Design and Interior Architecture in Germany, 1700-2000


Fall 2014


2nd Floor Classroom


Ulrich Leben

This course will investigate Germany as a center for the decorative arts (including interior decoration and furniture) between 1700 and 2000. It aims to situate the German decorative arts as a creative force in the crosscurrents of European culture and taste. Religious divisions between the Catholic regions in southern and western Germany and the Protestant regions of the east and north caused differences in political structures, which in return impacted style and taste. The eighteenth century saw a strong influence of French aristocratic art, which found individual interpretation in the German provinces, since the French prototypes were too expensive and were merely known through drawings or printed documents. Through the migration of craftsmen from Germany to the great capitals of Europe such as London, Paris, and Petersburg, and later the United States, German craftsmanship affected production in all these countries. The sober and elegant forms of the Biedermeier Period of the nineteenth century displayed new attempts at creating a purely German style and had varying degrees of international success.

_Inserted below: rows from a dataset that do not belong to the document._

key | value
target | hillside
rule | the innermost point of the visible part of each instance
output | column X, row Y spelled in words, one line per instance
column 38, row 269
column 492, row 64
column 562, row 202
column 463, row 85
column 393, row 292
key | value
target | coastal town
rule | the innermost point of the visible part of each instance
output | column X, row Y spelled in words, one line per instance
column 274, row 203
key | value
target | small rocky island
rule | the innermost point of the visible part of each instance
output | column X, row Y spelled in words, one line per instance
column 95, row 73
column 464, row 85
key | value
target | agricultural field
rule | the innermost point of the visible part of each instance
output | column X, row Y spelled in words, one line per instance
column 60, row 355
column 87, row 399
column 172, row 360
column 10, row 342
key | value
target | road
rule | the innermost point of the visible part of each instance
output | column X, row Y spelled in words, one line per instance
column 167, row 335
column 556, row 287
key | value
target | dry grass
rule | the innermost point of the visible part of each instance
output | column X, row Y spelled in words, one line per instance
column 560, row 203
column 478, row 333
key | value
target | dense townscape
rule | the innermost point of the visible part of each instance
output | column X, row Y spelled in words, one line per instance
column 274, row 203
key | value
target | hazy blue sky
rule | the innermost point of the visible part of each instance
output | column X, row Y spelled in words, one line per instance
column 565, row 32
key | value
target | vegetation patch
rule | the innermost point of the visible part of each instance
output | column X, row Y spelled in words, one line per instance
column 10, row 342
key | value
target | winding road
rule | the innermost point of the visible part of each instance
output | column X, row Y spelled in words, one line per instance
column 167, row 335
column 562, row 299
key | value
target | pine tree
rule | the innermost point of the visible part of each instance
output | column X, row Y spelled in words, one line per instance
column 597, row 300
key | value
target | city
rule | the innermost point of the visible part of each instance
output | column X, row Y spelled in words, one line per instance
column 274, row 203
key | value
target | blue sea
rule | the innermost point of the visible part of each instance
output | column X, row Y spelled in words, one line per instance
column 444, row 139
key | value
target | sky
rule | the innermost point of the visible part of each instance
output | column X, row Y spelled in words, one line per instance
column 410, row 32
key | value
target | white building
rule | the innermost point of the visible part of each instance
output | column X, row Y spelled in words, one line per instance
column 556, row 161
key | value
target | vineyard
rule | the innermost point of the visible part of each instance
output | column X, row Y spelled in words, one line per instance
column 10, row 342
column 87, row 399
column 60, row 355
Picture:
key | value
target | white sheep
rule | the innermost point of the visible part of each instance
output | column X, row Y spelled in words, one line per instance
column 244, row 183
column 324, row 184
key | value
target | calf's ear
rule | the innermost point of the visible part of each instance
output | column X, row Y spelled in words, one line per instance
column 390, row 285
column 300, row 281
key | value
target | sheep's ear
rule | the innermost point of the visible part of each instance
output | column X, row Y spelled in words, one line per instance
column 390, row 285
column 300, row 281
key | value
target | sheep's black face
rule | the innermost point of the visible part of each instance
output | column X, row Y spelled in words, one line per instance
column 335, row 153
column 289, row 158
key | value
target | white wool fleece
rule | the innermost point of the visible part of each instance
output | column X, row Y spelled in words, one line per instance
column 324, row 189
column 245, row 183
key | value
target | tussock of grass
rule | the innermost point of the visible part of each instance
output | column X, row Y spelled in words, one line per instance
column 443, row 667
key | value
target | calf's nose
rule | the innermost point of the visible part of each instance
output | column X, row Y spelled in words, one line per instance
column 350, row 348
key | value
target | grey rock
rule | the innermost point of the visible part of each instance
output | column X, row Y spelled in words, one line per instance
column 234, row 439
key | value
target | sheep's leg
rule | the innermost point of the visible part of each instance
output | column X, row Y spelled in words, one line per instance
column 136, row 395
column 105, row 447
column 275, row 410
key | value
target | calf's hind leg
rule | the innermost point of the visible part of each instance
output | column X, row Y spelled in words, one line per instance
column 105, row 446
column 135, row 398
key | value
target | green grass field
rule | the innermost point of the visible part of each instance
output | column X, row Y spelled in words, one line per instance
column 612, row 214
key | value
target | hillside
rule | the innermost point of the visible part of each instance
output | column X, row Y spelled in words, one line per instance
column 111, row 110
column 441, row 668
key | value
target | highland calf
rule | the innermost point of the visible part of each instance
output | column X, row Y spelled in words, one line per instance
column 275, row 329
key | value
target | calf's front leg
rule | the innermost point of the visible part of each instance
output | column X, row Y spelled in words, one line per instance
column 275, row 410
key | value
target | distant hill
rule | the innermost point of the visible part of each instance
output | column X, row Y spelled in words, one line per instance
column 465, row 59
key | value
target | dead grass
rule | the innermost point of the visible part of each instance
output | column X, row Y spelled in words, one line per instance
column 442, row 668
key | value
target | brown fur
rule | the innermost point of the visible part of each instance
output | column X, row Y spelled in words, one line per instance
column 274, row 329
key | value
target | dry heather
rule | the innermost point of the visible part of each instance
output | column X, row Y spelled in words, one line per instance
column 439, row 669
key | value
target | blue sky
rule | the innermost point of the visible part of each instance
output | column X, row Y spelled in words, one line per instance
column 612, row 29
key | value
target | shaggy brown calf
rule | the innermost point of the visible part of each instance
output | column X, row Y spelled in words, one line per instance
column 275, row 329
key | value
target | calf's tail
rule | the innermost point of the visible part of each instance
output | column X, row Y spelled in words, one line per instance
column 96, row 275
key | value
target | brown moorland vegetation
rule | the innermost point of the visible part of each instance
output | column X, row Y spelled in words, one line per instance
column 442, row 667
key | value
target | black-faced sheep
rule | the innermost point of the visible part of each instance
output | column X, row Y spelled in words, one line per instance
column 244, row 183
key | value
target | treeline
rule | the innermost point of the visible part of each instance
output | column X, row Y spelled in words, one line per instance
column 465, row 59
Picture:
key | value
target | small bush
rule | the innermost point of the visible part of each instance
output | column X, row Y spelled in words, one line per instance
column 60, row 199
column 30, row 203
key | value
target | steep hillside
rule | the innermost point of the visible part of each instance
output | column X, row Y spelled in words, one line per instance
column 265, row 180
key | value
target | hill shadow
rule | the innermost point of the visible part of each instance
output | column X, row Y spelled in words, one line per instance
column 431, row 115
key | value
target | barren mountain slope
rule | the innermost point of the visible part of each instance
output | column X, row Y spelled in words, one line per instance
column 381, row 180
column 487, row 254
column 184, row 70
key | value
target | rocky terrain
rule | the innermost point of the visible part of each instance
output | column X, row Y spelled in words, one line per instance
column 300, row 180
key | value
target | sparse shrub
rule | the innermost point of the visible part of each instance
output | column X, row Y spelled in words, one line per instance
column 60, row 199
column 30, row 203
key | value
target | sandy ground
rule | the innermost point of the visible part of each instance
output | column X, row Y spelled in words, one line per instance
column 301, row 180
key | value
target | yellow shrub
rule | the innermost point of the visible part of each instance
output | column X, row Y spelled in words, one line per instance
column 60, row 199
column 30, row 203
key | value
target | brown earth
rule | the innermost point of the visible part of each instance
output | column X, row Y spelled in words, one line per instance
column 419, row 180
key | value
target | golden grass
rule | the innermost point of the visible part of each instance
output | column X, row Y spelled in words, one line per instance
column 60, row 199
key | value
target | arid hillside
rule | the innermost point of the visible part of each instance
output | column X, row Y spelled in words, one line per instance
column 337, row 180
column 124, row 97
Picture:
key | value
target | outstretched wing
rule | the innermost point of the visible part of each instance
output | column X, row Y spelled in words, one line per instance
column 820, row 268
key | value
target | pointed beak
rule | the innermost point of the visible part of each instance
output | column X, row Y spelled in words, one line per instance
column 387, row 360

The Jugend movement and the Bauhaus school established successful designers and creators who brought their vision abroad when many were forced into emigration after 1933. The 1920s saw a multitude of engaging and non-conventional design solutions, many of which have been completely forgotten. The dark years of the Third Reich were followed by a research of reconciliation and connection with international trends, which often were realized only with the modest means of a country that had lost the war. The main artistic currents and centers for the creation and the manufacture of fine furniture, art objects, and porcelain (Augsburg, Dresden, München, Dessau and Berlin) will be presented and discussed. 3 credits.